Thursday, September 26, 2002

Patrick Herron writes to ask about my comment that “irresolvable conflict is the primary Spicerian theme.” It seemed to me, as I wrote that comment a week ago, thumbing through my dog-eared (indeed, nearly dissolving with use) copy of the Collected Books obvious enough – it hadn’t occurred to me that the observation might be in any way unusual. I had been skimming through the baseball poems from Book of Magazine Verse, especially the second one – they’re love poems, of course, but love poems that presume the impossibility of any successful relationship. It’s a position that Spicer held with remarkable consistency throughout his life. About god: “If there isn’t / A God don’t believe in Him.” About human relations:

They say “he need (present) enemy (plural)”
I am not them. This is the first transformation.

About poetry: “No / One listens to poetry.”

Spicer is quintessentially a poet of emotion precisely because that is the surfeit left unassimilated whenever impossible forces meet.

Not that Spicer is necessarily all that different in this – think of the underlying bitterness and anger implicit in so many of Creeley’s early love poems, as in The Warning:

For love – I would
split open your head and put
a candle in
behind the eyes.

Love is dead in us
if we forget
the virtues of an amulet
and quick surprise.

Indeed, one of the secrets of Creeley’s early poems is the association it consistently makes between rhyme and violence, as though rhyme itself were an expression of force.

Conflict is the fundamental narrative engine – it is the element that insists, even in a still life, that something will have to give & that change is inevitable.* In his excellent ethnography, “Peaks of Yemen I Summon”: Poetry as Cultural Practice in a North Yemeni Tribe (University of California, 1990), Steven Caton repeatedly notes how many ways in which poetry functions among the al-Yamāniyatēn of Khawlān at-Tiyāl as a ritualized surrogate for combat. Our own earliest texts, such as Beowulf, are replete with blood and gore.

I think about Caton’s book, which suggests without ever quite saying so that poetry itself is a kind of blood sport, whenever one of the several poetry listserv discussion groups dissolves into petty verbal warfare. If nothing else, Caton’s thesis suggests the normalcy of the problem. Indeed, it implies that if there were not combative “camps” in contemporary poetry, we might be forced to invent them.

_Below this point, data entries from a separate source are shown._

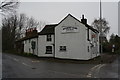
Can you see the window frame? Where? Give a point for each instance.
(49, 37)
(62, 48)
(48, 50)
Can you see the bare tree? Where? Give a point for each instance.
(9, 25)
(104, 29)
(8, 6)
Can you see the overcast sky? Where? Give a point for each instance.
(54, 12)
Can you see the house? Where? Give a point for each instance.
(69, 39)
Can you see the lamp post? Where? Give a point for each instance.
(101, 34)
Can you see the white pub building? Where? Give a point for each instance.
(69, 39)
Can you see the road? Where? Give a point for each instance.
(15, 66)
(107, 70)
(22, 67)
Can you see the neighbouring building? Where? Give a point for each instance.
(69, 39)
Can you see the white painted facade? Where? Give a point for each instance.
(76, 42)
(28, 46)
(42, 43)
(73, 35)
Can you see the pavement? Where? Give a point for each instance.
(22, 67)
(15, 66)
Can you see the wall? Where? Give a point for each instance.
(42, 43)
(75, 42)
(27, 46)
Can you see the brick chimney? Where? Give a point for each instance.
(31, 32)
(83, 20)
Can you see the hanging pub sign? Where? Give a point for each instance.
(69, 29)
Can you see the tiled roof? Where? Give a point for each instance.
(48, 29)
(28, 37)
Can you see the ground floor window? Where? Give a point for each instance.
(62, 48)
(48, 49)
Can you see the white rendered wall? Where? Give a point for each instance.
(42, 43)
(28, 47)
(75, 43)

This of course is not an optimistic view of human behavior or its potential. Right now with the political situation being what it is – as an illegitimate President crawfishes over from an unavoidable war against al-Qaeda into a nebulous “war on terrorism,” a metaphor that can & does extend outward in all directions, enabling the Administration to simply sweep away Constitutional protections of individual liberty, & also to an unrelated threatened assault on Iraq aimed at instilling a Pax Americana on the entire Middle East – the question of conflict is in no way abstract.

While it is not evident what Spicer would have made of all this, it seems likely that he would not have been surprised. I imagine that there might have been a serial poem about the crusades. If ever we had a poet in touch with the infinite sense of hurt that accompanies people who believe they are still suffering from battles waged hundreds or even thousands of years ago, for whom the logic of Kosovo, Chechnya, Kurdistan and the Left Bank exposes its lethal gears as if to a watchmaker, it was this cantankerous alcoholic linguist who once identified himself as a member of the “California Republican Army.”


* Think of Edward Hopper’s paintings, for example. This is why figurative paintings are often characterized as narrative.